The agent carries all results in its context window — inter-step data passing is natural.


Rules

  1. Only include steps you actually executed and verified in Phase 2. Do not invent params or fabricate results.
  2. For tool steps: store mcp_params verbatim. Do not summarise or simplify the params object.
  3. For instruction steps: write descriptions that stand alone. Do not reference "the previous step result" without specifying what it is.
  4. One action = one step. Do not combine a tool call and a summarisation into a single step.
  5. service_ids should be UUIDs from the services you actually called. Check with list_available_services if unsure.
  6. Do not save a workflow until the user confirms. Always summarise first and get explicit approval.

Common Mistakes

| Mistake | Consequence | Fix | |---------|-------------|-----| | Storing mcp_tool: "gmail_list_emails" instead of "call_stow_tool" | Agent at runtime does not know how to dispatch | Always record the MCP wrapper, not the inner slug | | Instruction step with description like "process the results" | Ambiguous — executing agent has no context | Be explicit: "Read the Airtable records returned in step 0 and identify rows where Status = 'Pending'" | | Combining two actions in one step | Harder to debug; partial failures are opaque | Split into two steps | | Inventing params not used in the live test | Tool may fail or return unexpected results | Only save params that were actually accepted by the tool |


Example Workflow

Goal: Get recent Gmail inbox, summarise urgent items, write summary to Airtable.

{
  "name": "Inbox Triage to Airtable",
  "description": "Fetches the 10 most recent inbox emails, identifies urgent items, and writes a summary row to an Airtable table.",
  "service_ids": ["<gmail-service-uuid>", "<airtable-service-uuid>"],
  "steps": [
    {
      "step_index": 0,
      "type": "tool",
      "mcp_tool": "call_stow_tool",
      "mcp_params": {
        "slug": "gmail_list_emails",
        "params": { "max_results": 10, "label_ids": ["INBOX"] }
      },
      "description": "Fetch the 10 most recent inbox emails"
    },
    {
      "step_index": 1,
      "type": "instruction",
      "description": "Review the emails returned in step 0. Identify any that require urgent action (contain deadlines, requests for immediate response, or marked as high priority).

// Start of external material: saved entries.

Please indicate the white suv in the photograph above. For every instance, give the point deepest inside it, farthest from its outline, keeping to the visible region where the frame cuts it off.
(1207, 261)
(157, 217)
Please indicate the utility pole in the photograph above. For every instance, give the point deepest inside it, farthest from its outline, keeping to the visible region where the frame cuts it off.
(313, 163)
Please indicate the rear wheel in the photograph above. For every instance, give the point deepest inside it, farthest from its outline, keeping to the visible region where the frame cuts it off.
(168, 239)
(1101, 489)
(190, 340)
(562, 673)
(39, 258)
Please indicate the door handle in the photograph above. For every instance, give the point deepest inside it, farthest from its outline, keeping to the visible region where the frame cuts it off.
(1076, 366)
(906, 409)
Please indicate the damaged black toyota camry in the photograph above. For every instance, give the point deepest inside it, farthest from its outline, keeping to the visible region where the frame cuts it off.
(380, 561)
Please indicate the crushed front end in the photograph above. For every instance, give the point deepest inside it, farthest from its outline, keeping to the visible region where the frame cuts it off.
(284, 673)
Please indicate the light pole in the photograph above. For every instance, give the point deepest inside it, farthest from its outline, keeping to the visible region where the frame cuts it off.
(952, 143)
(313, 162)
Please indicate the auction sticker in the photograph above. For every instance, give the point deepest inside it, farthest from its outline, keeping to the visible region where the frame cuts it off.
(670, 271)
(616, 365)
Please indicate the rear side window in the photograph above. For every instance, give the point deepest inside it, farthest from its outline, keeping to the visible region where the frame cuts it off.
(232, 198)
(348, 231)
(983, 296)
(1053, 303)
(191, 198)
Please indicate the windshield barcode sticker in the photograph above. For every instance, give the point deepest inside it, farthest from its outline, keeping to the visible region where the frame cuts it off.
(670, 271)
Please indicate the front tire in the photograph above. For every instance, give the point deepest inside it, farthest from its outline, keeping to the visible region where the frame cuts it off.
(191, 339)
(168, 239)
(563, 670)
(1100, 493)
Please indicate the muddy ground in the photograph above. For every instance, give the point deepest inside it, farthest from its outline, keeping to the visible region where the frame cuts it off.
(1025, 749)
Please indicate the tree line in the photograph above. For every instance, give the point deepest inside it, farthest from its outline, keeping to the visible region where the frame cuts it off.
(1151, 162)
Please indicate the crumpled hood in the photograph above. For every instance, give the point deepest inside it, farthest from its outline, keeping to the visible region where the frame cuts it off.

Compose a single plain-text summary listing the sender, subject, and one-line reason for urgency for each qualifying email."
    },
    {
      "step_index": 2,
      "type": "tool",
      "mcp_tool": "call_stow_tool",
      "mcp_params": {
        "slug": "airtable_create_record",
        "params": {
          "base_id": "appXXXXXXXXXXXXXX",
          "table_name": "Inbox Summaries",
          "fields": {
            "Summary": "{{step_1_result}}",
            "Date": "{{today}}"
          }
        }
      },
      "description": "Write the urgent-items summary from step 1 as a new row in the Airtable Inbox Summaries table"
    }
  ]
}

Note on {{step_1_result}} and {{today}}: These are illustrative placeholders. At runtime the executing agent substitutes them from its context — step 1's output is in the agent's context window when step 2 executes. The params stored in the workflow should reflect what was used in the live test run (Phase 2), which may use literal values or agent-resolved references.